Education Week reports on the plans of billionaires Mark Zuckerberg and his wife Priscilla Chan to redesign American education. They have launched something called the Chan Zuckerberg Initiative–or CZI Initiative–to carry out their plan for “personalized learning”‘( I.e., “depersonalized learning”) to remake education into whatever they think in their limited experience is best. They have hired James Shelton–formerly of the Gates Foundation, formerly in charge of Arne Duncan’s failed SIG program (the School Improvement Grants part of Race to the Top, which federal evaluations found produced nothing of value).

What’s wrong with CZI? First, neither of its founders understands that public education is a democratic institution, in which parents and communities make decisions about their children’s education. It is not a start-up or a venture fund or an app. Did someone elect them to redesign American education without telling the public? What arrogance! Why don’t they pick a District and ask for permission to demonstrate their vision before they spend hundreds of millions to lobby for it?

Second, if they want to help children, why don’t they open a health clinic in proximity to every school that needs one? Dr. Chan is a pediatrician. Children’s health is something she knows about. Mark knows code. Children don’t need code. They need care.

Third, the article describes this as a “high-stakes venture,” but there are zero stakes for Chan and Zuckerberg. If they drop $5 billion, so what? Who will hold them accountable when they get bored and move on?

Why don’t they do what is needed, instead of foisting their half-baked ideas on the nation’s children?

And last, it is beyond obnoxious that they dare to call their tech-based approach “whole-child personalized learning,” which is an oxymoron. What part of “whole-child learning” happens on a computer?

Where are their plans to feed the hungry, heal the sick, create opportunities for play and imagination to run free?

Sad to say, this is a vainglorious and anti-democratic imposition of C and Z’s ideas on people who have nothing to say about it. The one-tenth of 1% toying with our children and our schools, for their enjoyment.

An excerpt from the Education Week article?:

“Pediatrician Priscilla Chan and Facebook founder and CEO Mark Zuckerberg are gearing up to invest hundreds of millions of dollars a year in a new vision of “whole-child personalized learning,” with the aim of dramatically expanding the scope and scale of efforts to provide every student with a customized education.

“The emerging strategy represents a high-stakes effort to bridge longstanding divides between competing visions for improving the nation’s schools. Through their recently established Chan Zuckerberg Initiative, the billionaire couple intends to support the development of software that might help teachers better recognize and respond to each student’s academic needs-while also supporting a holistic approach to nurturing children’s social, emotional, and physical development.

“The man charged with marrying those two philosophies is former Deputy U.S. Secretary of Education James H. Shelton, now the initiative’s president of education.

“We’ve got to dispel this notion that personalized learning is just about technology,” Shelton said in an exclusive interview with Education Week. “In fact, it is about understanding students, giving them agency, and letting them do work that is engaging and exciting.”

“To advance that vision, Shelton has at his disposal a massive fortune and a wide array of levers to pull.

“Chan and Zuckerberg created CZI as a vehicle for directing 99 percent of their Facebook shares-worth an estimated $45 billion-to causes related to education and science, through a combination of charitable giving and investment.
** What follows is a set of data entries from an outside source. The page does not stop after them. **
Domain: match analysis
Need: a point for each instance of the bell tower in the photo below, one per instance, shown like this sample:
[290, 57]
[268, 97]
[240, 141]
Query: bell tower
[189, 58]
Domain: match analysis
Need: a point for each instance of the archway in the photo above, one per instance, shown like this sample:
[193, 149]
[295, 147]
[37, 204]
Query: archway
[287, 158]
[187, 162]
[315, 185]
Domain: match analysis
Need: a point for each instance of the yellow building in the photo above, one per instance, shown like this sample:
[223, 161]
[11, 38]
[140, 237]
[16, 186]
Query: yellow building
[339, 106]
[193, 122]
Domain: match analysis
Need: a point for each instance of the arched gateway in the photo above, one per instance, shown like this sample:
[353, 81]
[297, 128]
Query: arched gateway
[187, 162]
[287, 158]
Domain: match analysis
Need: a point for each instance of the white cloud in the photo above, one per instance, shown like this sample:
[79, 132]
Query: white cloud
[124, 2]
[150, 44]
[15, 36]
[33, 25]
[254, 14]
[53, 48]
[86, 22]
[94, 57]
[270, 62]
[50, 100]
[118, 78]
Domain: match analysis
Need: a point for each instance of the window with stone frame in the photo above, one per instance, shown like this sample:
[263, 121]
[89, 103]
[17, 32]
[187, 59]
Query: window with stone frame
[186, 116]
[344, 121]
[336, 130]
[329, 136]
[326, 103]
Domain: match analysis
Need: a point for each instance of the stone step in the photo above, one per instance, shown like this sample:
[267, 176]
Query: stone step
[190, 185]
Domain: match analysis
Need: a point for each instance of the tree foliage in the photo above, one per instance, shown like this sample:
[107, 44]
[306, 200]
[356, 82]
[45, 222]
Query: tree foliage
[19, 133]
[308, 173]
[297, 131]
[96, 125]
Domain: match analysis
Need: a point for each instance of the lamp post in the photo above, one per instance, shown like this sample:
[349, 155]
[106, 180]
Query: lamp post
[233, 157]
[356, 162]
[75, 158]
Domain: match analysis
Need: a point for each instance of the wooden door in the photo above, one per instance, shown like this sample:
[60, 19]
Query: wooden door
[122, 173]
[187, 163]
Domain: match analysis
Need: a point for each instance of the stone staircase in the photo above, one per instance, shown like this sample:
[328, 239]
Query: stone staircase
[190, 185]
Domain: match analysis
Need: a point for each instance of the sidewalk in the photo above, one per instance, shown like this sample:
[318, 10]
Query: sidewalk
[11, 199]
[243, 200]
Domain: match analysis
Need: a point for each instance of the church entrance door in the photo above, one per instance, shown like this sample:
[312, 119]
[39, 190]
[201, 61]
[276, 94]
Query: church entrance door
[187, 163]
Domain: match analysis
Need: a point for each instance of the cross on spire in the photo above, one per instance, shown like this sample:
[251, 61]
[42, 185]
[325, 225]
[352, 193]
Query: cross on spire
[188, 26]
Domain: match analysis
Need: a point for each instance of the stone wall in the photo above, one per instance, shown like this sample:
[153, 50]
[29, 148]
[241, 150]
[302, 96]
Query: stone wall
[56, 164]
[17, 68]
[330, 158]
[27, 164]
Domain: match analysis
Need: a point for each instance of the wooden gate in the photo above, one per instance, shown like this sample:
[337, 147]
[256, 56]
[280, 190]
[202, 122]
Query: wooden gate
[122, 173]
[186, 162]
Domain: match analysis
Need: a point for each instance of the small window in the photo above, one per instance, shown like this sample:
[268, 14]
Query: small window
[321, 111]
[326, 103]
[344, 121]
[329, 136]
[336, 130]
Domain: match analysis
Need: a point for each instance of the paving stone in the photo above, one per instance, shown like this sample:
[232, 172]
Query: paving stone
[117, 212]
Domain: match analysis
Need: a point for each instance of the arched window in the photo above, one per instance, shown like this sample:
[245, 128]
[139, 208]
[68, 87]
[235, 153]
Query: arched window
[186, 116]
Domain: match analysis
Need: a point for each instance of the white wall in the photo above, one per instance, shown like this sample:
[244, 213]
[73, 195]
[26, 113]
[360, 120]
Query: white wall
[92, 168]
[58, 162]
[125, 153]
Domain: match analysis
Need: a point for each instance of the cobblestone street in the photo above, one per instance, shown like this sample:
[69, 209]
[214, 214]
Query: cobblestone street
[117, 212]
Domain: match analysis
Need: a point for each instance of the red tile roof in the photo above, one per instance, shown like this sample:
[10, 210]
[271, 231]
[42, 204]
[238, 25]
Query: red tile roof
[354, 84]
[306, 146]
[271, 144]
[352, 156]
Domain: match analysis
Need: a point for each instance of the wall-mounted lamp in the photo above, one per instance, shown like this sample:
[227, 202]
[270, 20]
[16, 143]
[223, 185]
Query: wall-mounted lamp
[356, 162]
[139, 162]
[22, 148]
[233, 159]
“The initiative is structured as a limited-liability corporation, rather than a traditional foundation. That means CZI will be able to make philanthropic donations, invest in for-profit companies, lobby for favored policies and legislation, and directly support candidates for elected office ­ ­-all with minimal public-reporting requirements.

“For now, Shelton said, CZI is “one of the best-resourced startups in the world, but still a startup,” with fewer than 20 people on its education team.

“In the near future, though, he expects the initiative to give out “hundreds of millions of dollars per year” for education-related causes. Such a figure would place the Chan Zuckerberg Initiative among the highest-giving education-focused philanthropies in the country.

“Within five years, Shelton said in the June 22 interview, CZI’s work should have helped launch a “meaningful number” of schools and learning environments “where kids are performing dramatically better, and feel more engaged, and teachers feel more engaged in the work that they’re doing.”

“Chan, 32, and Zuckerberg, 33, also have embraced the idea of a long horizon for the initiative’s work, saying their support for personalized learning will extend over decades.

“From the outset, however, the couple’s attempt to engineer big changes in the U.S. education system faces significant obstacles.

“Personalized learning” was an amorphous concept even before this new attempt to integrate it with equally hard-to-define “whole child” strategies. It remains unclear how Chan, Zuckerberg, and Shelton intend to balance the organization’s support for research and development with their desire to quickly bring to scale new products and approaches, many of which have limited or no evidence to support their effectiveness.

“And CZI won’t commit to publicly disclosing all of its financial and political activity or to making the source code for its software open and accessible to the larger education community. That stance has stirred complaints about a lack of transparency.”